Lylah goes worldwide
Posted By Carlo on July 9, 2010
My daughter, Lylah Rose Sandstrom Wolff, has her first global photo credit. It’s a picture of me that she took in New Orleans in January, in color. Slacker genius that she is, Lylah decolorized it, giving it a gritty, black-and-white treatment. It’s not permanent—I believe in updating, at least seasonally—but it’s cool. It’s on page 8 of the July/August issue of Jazz Times, a monthly magazine to which I contribute. It accompanies a brief bio I wrote for the issue, where I have the lead review, of a Chick Corea reissue of solo piano music that he recorded for ECM in the ‘70s and ‘80s.
What’s great about her first world credit as Lylah Rose Wolff is she hit it age 15. I didn’t go global until the ‘80s, when I was in my late 30s and writing for Goldmine, a record collectors’ magazine. My wife, the amazing multimedia artist Karen Sandstrom, hit the world in 1995 with a preview of the art that would go into the Rock and Roll Hall of Fame and Museum in Cleveland. That ran in Art and Antiques.

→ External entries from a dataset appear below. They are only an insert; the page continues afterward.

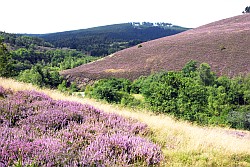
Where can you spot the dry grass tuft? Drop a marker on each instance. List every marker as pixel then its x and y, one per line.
pixel 183 143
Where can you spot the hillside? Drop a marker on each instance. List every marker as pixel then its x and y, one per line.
pixel 223 44
pixel 31 59
pixel 182 143
pixel 104 40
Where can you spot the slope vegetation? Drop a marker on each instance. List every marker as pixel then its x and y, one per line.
pixel 104 40
pixel 223 44
pixel 182 143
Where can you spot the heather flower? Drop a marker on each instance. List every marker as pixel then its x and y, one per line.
pixel 35 129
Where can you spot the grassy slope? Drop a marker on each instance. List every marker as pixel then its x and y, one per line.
pixel 183 144
pixel 223 44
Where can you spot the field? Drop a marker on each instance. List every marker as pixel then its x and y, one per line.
pixel 182 143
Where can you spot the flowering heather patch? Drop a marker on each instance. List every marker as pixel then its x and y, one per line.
pixel 35 129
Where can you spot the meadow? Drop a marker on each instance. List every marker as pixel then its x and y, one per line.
pixel 182 143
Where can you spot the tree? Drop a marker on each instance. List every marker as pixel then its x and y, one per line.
pixel 6 68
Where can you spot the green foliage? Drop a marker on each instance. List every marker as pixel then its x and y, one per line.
pixel 111 90
pixel 41 77
pixel 105 40
pixel 193 94
pixel 6 66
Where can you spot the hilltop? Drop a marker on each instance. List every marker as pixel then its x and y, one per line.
pixel 223 44
pixel 104 40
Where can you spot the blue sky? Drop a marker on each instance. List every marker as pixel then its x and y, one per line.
pixel 47 16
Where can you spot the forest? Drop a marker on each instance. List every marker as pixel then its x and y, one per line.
pixel 105 40
pixel 195 94
pixel 31 59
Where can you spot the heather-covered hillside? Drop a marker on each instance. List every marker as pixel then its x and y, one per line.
pixel 223 44
pixel 37 130
pixel 105 40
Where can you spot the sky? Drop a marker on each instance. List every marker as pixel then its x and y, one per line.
pixel 48 16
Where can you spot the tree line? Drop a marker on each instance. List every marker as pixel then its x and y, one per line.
pixel 195 94
pixel 34 61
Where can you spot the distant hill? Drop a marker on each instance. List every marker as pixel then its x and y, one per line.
pixel 104 40
pixel 223 44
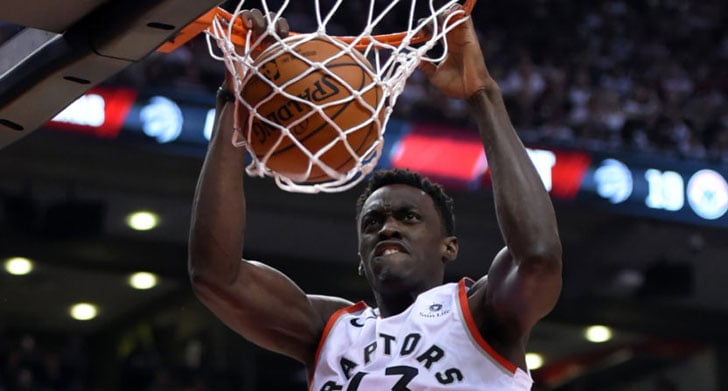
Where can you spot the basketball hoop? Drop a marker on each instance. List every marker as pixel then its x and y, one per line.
pixel 391 58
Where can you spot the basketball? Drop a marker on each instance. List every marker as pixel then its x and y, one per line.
pixel 306 87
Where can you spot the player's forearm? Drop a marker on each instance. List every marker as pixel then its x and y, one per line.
pixel 218 210
pixel 523 207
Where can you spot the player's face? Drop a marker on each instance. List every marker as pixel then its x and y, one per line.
pixel 402 243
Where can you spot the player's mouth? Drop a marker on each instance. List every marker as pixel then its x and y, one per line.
pixel 389 248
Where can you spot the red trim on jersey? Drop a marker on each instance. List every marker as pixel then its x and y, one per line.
pixel 327 329
pixel 473 329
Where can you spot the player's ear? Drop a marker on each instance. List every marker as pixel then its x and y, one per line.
pixel 450 248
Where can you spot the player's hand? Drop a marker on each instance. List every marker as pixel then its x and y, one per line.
pixel 463 72
pixel 256 21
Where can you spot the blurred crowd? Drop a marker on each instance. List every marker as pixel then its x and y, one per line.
pixel 646 75
pixel 27 365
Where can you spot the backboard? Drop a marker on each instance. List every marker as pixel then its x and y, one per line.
pixel 69 47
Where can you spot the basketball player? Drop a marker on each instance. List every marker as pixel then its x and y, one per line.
pixel 423 334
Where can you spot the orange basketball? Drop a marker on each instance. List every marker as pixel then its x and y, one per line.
pixel 315 87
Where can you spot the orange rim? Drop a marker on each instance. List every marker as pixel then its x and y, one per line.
pixel 204 22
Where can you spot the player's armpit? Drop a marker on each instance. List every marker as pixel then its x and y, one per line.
pixel 269 309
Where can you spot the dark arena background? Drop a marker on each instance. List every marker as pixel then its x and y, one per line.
pixel 623 105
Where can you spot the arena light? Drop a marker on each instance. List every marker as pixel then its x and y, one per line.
pixel 142 220
pixel 18 266
pixel 143 280
pixel 598 333
pixel 84 311
pixel 534 361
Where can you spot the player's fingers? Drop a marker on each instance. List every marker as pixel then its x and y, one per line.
pixel 254 20
pixel 282 27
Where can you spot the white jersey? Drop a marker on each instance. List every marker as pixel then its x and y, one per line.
pixel 433 345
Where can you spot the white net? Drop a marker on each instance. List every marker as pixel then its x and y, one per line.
pixel 319 101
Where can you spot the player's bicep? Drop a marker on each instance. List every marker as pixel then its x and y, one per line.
pixel 268 309
pixel 522 292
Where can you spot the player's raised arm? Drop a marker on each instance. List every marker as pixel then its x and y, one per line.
pixel 257 301
pixel 524 281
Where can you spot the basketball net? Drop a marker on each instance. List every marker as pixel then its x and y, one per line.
pixel 393 58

Lylah’s way ahead of the curve. A whiz at Photoshop, she’s wired for contemporary media. She has a Nikon, she’s beginning to turn her bedroom into a studio, and she’s creative and ready to learn. All she has to do is keep on keeping on with her camera, get over any squeamishness that stands in the way of getting a powerful picture (much is distasteful to my very girly girl) and press her case. It’s a powerful one.